Kumar, associate principal with Charles River Associates, shared insights from current CRA research with 

What is the greatest weakness in traditional procurement and distribution agreements for vaccines?

: Looking beyond the US from a holistic point of view, we have seen two approaches to procuring vaccines:that of the US and UK, which have been keen to enter into agreements with manufacturers and developers, and have invested in companies and these programs. As a result, they have secured vaccine supply for their populations earlier in the delivery schedule.

On the other hand, the collective approach shown by [countries that signed] the EC’s Joint Procurement Agreement has been more circumspect. They may be engaging with a lot of manufacturers, but have been slow to sign actual supply agreements. This fact may not be too surprising, since the EC is made up of many countries. But, in general, this strategy reflects the fact that government authorities are in a tight spot. If they move quickly to make agreements and commit large sums of money to support the development of specific vaccines, they also have to go back to their citizens to justify that spending. There is always the risk that the agreements they have entered into may not bear fruit.

Neither approach is ideal. In a pandemic situation, you need a better model to assume risk for both buyers and developers. Vaccine manufacturers are making large investments in testing and ramping up production capacities and producing vaccines even before they know with full certainty that the vaccines will work.

It is important to emphasize that, during COVID-19, countries and governments reacted to a situation for which they were not prepared. Handling and managing procurement must be done by respecting differing regulations, and it takes negotiation and time to change those regulations.

Given the lack of time available, governments had to react, and their approach is still reactive. In the UK and the US, political and economic pressures have also been in play. The UK, for example, was in the middle of Brexit negotiations when COVID-19 hit.

 Are there any examples of how these risk-sharing agreements would work, and are there any precedents from areas outside of vaccines? What types of “go/no go” gates should be in place to trigger key decisions? 

 This type of agreement is being seen in oncology and innovative therapies (e.g., cell and gene therapies). The challenge in adapting such models for COVID-19 vaccines is the fact that the vaccine development timeframes are so short and steps have had to be vastly compressed. It isn’t possible to have a full and clear understanding of the vaccines’ clinical effects because data available will be limited. As a result, agreements would need to link the risk to specific efficacy outcomes that will be learned once the vaccines are on the market.They would have to be linked to real-world evidence since, at the time of launch, the full standard package of clinical data won’t be available.
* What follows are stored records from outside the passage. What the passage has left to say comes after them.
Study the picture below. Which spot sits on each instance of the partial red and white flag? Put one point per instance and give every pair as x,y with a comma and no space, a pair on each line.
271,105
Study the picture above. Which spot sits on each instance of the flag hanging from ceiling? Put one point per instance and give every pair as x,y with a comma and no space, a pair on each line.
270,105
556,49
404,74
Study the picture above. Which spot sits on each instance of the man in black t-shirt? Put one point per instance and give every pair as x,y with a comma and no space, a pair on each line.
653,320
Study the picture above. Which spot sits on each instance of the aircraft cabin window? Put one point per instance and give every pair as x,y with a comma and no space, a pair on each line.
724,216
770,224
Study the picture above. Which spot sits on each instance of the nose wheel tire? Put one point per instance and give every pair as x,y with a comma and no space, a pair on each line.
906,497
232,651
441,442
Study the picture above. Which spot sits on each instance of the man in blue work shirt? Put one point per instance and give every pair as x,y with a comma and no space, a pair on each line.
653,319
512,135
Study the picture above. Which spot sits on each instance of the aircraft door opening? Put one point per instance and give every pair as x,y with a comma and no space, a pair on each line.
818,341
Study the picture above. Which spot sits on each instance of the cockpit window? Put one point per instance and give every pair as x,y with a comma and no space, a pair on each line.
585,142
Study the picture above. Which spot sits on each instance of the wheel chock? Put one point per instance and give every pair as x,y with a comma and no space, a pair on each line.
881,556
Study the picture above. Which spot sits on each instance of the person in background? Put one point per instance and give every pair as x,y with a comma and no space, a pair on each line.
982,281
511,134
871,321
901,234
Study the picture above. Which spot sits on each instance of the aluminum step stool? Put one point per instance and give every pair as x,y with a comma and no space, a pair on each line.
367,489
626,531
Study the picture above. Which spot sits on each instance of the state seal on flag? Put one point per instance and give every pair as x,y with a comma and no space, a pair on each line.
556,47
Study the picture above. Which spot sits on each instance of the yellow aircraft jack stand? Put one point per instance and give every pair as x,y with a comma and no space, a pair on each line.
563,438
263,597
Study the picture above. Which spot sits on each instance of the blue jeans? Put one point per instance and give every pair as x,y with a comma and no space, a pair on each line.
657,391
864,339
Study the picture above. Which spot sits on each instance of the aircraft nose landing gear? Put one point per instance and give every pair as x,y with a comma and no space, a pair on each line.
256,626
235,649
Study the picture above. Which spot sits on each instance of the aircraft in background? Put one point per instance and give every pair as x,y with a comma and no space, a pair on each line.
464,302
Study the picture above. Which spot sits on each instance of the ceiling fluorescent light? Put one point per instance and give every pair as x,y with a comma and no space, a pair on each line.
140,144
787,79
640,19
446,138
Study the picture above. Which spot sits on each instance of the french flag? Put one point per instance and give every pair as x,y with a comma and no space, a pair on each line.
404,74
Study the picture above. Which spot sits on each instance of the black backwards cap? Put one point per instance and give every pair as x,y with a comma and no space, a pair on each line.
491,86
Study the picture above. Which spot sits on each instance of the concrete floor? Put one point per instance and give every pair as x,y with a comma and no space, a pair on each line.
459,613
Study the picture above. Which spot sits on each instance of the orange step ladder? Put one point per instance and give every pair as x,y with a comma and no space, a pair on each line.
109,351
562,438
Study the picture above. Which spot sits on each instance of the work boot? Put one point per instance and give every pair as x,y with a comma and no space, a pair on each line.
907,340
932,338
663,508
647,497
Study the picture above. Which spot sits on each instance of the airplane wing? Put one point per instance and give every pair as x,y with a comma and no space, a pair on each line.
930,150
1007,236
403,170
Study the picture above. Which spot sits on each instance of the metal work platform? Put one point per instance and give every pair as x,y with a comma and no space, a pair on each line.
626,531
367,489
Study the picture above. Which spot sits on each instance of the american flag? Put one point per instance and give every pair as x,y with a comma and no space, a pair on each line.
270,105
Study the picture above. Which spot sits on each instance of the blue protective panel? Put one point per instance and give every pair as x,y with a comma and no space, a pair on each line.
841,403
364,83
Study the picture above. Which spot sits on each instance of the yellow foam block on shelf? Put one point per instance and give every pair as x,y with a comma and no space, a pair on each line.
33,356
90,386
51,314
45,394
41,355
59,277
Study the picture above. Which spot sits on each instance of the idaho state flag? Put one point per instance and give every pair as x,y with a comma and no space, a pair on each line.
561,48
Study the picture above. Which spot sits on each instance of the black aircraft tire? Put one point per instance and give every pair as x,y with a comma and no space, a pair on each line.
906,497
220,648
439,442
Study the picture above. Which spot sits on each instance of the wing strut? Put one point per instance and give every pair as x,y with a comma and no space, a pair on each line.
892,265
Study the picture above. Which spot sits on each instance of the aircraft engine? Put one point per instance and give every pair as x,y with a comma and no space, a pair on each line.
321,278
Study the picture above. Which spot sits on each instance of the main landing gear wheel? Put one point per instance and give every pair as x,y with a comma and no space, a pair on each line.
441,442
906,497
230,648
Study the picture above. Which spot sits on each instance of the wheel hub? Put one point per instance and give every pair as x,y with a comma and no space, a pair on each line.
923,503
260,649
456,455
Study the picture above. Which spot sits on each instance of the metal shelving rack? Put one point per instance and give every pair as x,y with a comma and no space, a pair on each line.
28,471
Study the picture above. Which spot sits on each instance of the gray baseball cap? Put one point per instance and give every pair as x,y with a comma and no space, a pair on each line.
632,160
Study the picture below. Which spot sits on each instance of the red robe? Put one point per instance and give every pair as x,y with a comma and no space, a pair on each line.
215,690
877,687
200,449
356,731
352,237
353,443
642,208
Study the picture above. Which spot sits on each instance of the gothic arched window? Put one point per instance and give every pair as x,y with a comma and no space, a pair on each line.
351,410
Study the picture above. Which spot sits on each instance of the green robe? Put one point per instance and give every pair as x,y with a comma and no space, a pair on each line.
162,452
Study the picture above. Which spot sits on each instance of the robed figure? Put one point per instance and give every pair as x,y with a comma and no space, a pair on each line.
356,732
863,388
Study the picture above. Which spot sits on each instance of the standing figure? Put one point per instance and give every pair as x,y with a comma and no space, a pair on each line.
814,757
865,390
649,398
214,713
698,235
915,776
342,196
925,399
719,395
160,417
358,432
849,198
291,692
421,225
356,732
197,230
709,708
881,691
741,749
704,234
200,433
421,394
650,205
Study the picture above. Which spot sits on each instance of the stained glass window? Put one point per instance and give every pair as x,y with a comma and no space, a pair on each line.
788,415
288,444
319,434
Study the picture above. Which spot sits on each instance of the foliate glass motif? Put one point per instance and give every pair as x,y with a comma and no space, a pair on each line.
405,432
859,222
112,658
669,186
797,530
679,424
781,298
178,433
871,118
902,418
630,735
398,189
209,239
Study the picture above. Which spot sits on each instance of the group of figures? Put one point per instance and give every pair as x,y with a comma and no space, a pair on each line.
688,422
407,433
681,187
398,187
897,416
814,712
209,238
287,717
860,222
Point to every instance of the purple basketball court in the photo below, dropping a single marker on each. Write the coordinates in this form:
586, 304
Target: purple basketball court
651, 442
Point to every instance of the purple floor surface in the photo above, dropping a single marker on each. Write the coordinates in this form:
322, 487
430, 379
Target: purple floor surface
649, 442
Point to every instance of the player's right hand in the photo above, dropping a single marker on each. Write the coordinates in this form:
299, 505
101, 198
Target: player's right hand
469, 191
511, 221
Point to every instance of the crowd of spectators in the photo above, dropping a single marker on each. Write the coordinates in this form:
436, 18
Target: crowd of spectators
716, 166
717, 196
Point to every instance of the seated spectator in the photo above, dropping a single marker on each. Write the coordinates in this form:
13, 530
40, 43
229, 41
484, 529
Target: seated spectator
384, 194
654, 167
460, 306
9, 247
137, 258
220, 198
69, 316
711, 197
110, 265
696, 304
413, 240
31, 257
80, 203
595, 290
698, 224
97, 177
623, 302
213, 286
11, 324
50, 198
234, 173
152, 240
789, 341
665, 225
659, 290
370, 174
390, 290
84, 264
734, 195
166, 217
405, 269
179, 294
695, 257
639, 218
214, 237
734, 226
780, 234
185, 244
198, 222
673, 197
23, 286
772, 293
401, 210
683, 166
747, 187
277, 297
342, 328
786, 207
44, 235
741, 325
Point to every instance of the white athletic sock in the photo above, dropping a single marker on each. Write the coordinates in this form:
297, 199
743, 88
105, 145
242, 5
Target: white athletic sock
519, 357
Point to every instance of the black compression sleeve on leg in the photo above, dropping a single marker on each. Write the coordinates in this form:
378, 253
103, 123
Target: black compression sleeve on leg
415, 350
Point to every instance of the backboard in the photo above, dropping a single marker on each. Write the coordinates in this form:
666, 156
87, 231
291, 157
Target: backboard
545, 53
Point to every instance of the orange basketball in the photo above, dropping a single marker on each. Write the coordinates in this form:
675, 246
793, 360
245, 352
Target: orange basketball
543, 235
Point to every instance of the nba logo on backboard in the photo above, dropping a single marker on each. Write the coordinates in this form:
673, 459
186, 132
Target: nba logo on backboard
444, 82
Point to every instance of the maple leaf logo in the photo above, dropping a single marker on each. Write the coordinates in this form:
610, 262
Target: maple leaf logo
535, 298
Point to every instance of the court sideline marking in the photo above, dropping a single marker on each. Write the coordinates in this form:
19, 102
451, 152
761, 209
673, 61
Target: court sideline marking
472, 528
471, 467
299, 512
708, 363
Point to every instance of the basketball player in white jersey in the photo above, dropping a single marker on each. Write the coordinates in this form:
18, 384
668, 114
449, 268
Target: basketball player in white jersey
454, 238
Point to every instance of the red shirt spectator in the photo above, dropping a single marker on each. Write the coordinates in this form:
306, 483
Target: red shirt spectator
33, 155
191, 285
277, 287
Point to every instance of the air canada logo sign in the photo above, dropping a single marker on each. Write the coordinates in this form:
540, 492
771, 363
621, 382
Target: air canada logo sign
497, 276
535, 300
 A good idea to consider would be staggered payments triggered by specific milestones (e.g., linking a portion of payment to post-approval, post-launch, and real-world data).Payments could also be linked to approvals at different time points (e.g., getting Emergency Use Authorization or conditional approval and even to positive Phase III data).

Charles River Associates analysts see risk-sharing as the key to improving vaccine availability and access.